3. Another theology of lordship

I spend a lot of my life struggling to link disparate ideas and discern what are the trends and threads that draw together my thoughts and experiences, and I can’t ever discuss something really until I have seen what its place is. I don’t have the command of words to create through writing the impressions I can colour with in real conversations, so I’d prefer to hold back on this section, before even wrestling with the fact that I can’t comfortably place God’s sovereignty relative to my two other main obsessions of the last few years, namely rich and wonderful fellowship, of which the notes above are just one balancing tension and motivation; and misogyny, which I have managed to avoid ever talking about openly. Clearly, Lordship is the main cross-section through which I see all of the knowledge and experience of our Father, Lord, and Spirit, and is both the crowning and primordial act of worship, the most wrenching and disjunctive as well as most comfortable and peaceable of things; but, I still have trouble really understanding what it looks like as part of the texture of corporate life.

Before I crank it up to eleven, I will admit my lax exegesis and am aware of my error of paraphrasing below. You know my heart: I shun doctrine, and turn towards all the themes and truths of God’s love in the narrative of scripture, and see things through biblical (and pastoral) theology. Don’t pick my nits, or I’ll pick yours.

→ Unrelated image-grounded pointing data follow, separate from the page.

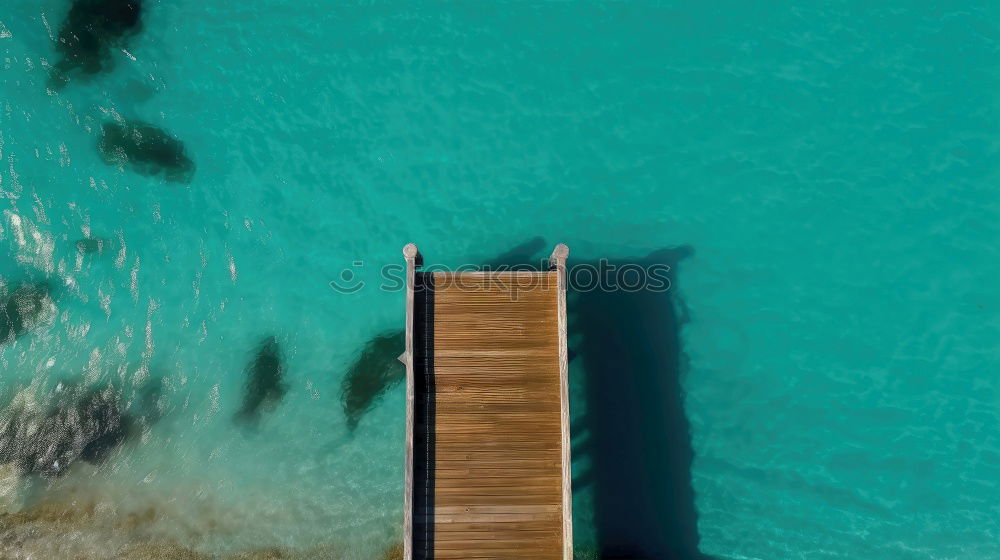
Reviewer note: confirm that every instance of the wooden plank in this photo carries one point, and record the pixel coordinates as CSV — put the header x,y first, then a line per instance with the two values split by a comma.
x,y
496,433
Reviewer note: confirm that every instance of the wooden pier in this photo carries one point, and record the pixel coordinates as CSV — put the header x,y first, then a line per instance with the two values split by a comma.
x,y
487,472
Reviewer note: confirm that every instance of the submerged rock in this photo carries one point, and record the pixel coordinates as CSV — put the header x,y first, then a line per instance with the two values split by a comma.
x,y
375,371
91,30
265,381
78,426
147,149
89,245
22,309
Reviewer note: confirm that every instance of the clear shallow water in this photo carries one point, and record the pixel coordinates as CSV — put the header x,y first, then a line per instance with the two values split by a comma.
x,y
834,169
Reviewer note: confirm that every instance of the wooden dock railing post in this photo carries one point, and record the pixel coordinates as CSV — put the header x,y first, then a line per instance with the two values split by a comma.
x,y
557,261
412,256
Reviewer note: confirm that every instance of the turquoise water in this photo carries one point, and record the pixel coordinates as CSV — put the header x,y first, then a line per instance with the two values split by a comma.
x,y
834,168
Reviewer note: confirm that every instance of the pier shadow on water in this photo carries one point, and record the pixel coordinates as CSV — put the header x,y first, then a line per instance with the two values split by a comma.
x,y
635,430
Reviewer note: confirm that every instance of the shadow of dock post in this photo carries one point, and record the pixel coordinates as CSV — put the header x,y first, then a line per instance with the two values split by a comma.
x,y
639,436
424,417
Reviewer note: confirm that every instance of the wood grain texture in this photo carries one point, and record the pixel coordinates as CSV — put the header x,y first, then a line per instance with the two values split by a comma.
x,y
498,432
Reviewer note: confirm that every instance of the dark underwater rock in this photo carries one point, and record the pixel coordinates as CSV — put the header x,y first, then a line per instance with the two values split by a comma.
x,y
79,425
89,245
265,381
91,30
375,371
22,308
147,149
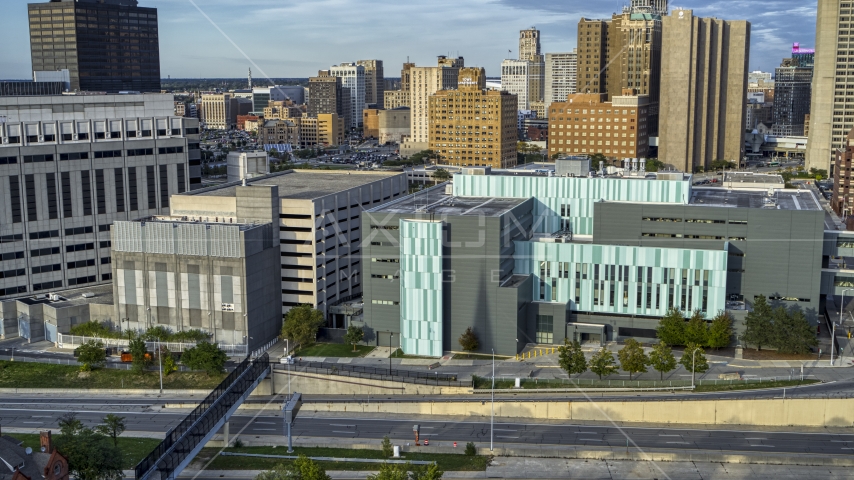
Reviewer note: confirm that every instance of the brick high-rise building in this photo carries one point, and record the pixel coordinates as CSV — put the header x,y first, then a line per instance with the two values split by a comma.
x,y
325,94
106,45
832,105
463,139
587,123
704,72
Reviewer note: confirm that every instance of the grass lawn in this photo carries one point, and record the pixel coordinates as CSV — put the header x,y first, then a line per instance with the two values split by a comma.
x,y
333,350
478,356
45,375
133,449
399,354
447,462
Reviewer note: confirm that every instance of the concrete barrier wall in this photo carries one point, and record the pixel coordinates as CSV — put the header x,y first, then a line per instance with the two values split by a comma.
x,y
318,384
772,412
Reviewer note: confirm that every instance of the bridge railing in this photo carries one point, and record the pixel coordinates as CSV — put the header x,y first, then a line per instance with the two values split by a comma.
x,y
182,439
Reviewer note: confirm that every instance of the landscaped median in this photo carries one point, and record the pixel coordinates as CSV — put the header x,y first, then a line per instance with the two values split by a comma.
x,y
446,461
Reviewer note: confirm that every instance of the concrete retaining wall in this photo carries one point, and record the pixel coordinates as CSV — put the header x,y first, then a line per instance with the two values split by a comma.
x,y
773,412
317,384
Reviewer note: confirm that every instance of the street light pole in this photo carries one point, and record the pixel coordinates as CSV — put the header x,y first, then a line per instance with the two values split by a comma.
x,y
492,417
833,329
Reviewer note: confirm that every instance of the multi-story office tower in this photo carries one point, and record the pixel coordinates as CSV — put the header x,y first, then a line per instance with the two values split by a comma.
x,y
318,220
402,97
702,115
425,81
560,76
586,123
485,139
592,56
325,94
217,110
832,108
792,95
515,80
67,176
529,49
634,59
353,88
106,45
374,82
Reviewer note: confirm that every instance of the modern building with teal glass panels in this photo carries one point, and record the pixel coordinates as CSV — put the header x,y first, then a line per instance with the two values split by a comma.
x,y
421,287
625,280
566,203
532,259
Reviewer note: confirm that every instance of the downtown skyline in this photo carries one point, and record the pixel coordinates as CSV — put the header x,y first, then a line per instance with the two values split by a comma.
x,y
297,39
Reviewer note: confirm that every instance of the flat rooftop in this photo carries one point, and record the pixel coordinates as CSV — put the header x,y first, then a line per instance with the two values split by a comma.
x,y
436,201
197,220
782,199
301,184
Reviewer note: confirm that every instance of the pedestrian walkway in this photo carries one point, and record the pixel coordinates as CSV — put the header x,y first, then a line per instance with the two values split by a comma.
x,y
379,352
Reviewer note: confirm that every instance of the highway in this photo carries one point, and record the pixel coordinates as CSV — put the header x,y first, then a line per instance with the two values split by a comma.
x,y
143,415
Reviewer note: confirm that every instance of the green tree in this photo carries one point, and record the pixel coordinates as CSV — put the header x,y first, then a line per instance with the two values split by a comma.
x,y
91,355
431,471
469,341
571,359
758,324
694,362
720,331
205,356
632,358
387,447
303,468
112,427
602,363
696,330
671,328
661,359
138,351
301,324
441,175
792,332
354,335
91,455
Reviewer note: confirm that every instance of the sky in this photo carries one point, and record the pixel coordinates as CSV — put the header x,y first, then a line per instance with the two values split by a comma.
x,y
295,38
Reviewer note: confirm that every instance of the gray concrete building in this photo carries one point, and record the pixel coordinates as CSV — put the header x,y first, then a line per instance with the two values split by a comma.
x,y
72,165
832,111
317,216
704,65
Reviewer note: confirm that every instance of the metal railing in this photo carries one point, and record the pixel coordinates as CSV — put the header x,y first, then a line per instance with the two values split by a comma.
x,y
181,440
357,371
74,341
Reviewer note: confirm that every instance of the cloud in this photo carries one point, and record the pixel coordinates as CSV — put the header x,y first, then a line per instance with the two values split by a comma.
x,y
295,38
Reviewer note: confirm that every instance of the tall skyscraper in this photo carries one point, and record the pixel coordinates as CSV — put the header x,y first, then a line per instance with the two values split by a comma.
x,y
470,145
792,92
325,95
832,108
515,79
353,87
560,76
106,45
704,64
529,50
374,82
425,81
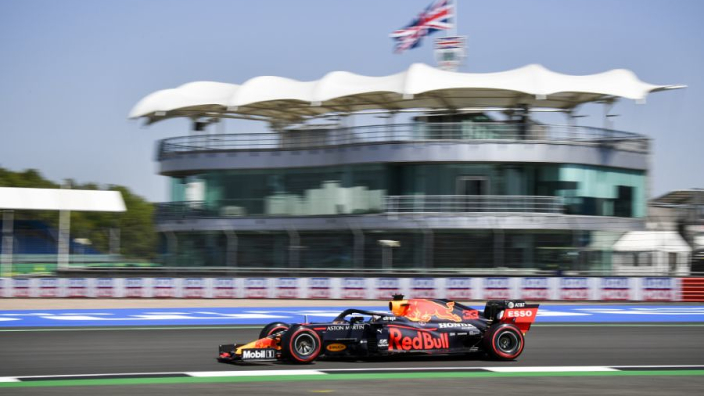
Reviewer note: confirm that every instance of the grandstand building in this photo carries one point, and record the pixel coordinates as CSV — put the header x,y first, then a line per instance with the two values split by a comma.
x,y
425,170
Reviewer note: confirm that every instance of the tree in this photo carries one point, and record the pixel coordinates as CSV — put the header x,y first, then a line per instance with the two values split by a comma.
x,y
137,237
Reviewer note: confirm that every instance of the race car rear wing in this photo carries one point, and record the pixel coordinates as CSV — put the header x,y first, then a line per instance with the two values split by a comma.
x,y
516,312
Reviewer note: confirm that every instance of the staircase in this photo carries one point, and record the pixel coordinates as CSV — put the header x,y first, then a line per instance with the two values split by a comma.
x,y
692,289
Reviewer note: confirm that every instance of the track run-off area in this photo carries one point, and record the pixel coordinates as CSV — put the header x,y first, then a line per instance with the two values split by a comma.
x,y
575,349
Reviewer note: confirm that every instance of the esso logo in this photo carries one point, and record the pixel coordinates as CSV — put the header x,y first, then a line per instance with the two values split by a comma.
x,y
519,313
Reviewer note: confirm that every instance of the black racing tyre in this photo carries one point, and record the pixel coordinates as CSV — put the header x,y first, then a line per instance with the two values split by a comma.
x,y
300,345
272,328
504,342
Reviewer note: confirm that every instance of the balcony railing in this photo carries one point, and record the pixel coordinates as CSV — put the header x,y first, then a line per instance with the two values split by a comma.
x,y
398,133
473,204
396,205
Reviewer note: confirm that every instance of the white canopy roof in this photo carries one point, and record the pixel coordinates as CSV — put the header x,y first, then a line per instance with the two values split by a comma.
x,y
60,199
649,241
419,87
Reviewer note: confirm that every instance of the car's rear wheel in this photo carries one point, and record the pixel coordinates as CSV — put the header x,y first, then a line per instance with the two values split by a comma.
x,y
301,345
504,342
272,328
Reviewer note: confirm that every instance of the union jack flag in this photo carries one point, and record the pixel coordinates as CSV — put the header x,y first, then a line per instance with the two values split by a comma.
x,y
434,18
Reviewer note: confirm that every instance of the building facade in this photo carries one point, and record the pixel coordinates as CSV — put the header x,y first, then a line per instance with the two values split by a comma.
x,y
451,190
468,199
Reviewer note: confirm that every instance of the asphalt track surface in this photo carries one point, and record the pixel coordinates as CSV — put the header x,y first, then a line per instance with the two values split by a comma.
x,y
93,351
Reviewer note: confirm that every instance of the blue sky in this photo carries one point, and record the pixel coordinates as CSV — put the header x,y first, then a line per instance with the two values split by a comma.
x,y
70,71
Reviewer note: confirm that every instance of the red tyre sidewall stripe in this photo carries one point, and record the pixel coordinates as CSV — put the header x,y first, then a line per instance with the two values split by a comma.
x,y
502,354
292,349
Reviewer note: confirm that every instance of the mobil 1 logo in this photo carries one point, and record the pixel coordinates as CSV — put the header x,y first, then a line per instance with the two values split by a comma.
x,y
259,354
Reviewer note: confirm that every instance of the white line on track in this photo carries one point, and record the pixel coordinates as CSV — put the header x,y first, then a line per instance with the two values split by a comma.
x,y
253,373
552,369
277,372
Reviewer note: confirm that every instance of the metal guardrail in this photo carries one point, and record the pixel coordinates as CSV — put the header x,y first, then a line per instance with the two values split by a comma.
x,y
353,272
395,133
473,204
397,204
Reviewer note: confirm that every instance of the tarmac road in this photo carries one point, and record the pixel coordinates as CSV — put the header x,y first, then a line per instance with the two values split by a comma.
x,y
92,351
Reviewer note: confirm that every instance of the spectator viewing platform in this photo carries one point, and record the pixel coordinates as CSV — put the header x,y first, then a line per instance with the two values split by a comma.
x,y
465,171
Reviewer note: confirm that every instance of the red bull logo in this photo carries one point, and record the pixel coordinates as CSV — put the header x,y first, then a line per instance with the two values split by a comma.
x,y
424,311
420,340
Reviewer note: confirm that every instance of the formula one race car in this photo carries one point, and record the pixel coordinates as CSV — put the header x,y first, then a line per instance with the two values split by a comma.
x,y
414,326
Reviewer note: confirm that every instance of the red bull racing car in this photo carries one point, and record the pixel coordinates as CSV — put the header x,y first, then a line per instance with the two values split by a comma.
x,y
414,326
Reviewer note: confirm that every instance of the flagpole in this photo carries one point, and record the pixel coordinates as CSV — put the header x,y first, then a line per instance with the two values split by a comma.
x,y
454,18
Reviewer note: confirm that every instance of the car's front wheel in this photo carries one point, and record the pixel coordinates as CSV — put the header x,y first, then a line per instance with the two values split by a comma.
x,y
504,341
301,345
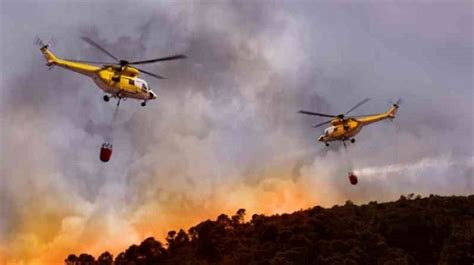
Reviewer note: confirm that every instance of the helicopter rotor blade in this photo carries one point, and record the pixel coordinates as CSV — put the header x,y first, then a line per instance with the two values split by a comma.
x,y
358,105
91,42
169,58
316,114
321,124
150,74
91,62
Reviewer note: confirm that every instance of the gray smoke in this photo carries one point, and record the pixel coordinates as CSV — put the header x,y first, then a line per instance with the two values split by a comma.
x,y
224,132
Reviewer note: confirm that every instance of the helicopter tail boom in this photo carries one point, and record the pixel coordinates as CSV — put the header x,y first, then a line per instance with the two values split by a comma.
x,y
82,68
390,114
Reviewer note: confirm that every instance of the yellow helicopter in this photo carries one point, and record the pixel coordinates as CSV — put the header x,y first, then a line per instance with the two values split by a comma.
x,y
119,79
344,128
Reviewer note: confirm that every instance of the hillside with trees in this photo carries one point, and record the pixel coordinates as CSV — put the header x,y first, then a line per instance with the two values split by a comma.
x,y
411,230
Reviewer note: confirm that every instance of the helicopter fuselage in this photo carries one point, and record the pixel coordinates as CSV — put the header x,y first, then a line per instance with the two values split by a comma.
x,y
121,82
345,129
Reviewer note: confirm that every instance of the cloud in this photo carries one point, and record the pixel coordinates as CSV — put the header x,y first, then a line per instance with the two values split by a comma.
x,y
224,132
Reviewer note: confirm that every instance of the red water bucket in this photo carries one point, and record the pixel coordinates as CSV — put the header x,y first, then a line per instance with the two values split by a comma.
x,y
105,152
352,178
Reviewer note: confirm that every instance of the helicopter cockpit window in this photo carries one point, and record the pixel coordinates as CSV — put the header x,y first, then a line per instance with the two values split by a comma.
x,y
329,130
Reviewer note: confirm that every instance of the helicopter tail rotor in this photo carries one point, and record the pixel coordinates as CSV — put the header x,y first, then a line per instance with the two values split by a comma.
x,y
40,43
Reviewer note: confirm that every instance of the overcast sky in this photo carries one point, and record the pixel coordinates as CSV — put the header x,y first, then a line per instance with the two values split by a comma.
x,y
224,132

Julian this morning preached my favourite sermon, the one I repeat over and again to myself, and which has in tears every time I have come to it in the last year. Jesus is lord, lord over all creation, and there is none other who cups our life, who caries all our anxiety because he cares for us. Jesus is lord, and there is none other (save him who placed all things under his feet). The application this morning was in the area of guidance, which is always a tough one, but the key take-home is the same as ever: when suffering comes, when the unexpected or undesirable happens, will we find our hope in willfully committing every expectation, hope, desire, relationship, affection, and every instant, to his care? As Peter reminds us earlier, before the key text (1 Peter 5:6) and quoting another Psalm, we are grass, and hold nothing entirely in our control, but instead have our security in him alone. Is it the mark of the Christian, in a personal sense towards God, to give up our hold on what we want, however good it is, and plead that he open our stony hearts to love and desire that in God’s mighty hand every one of our impulses would take root. Whether dim, or distant but hoped-for, or vibrantly real, knowing in our hearts that Jesus is Lord and groaning until the day when the clouds are cleared away and his will is not opposed in our covetousness for our own desires, nor grudgingly accepted, but joyfully marvelled at; whether we see God’s sovereignty clearly or deny it in name because of the word’s connotations; whether we seem to have what we want or weep in loosening our clinging grip desire life with the person we hoped; that is, whether we are young or mature, knowing in our hearts that Jesus is Lord is the key. If Jesus is Lord, then he whom the Father anointed to die for our sins is alive now and reigns, and our tongues can confess his name, to the glory of God the Father.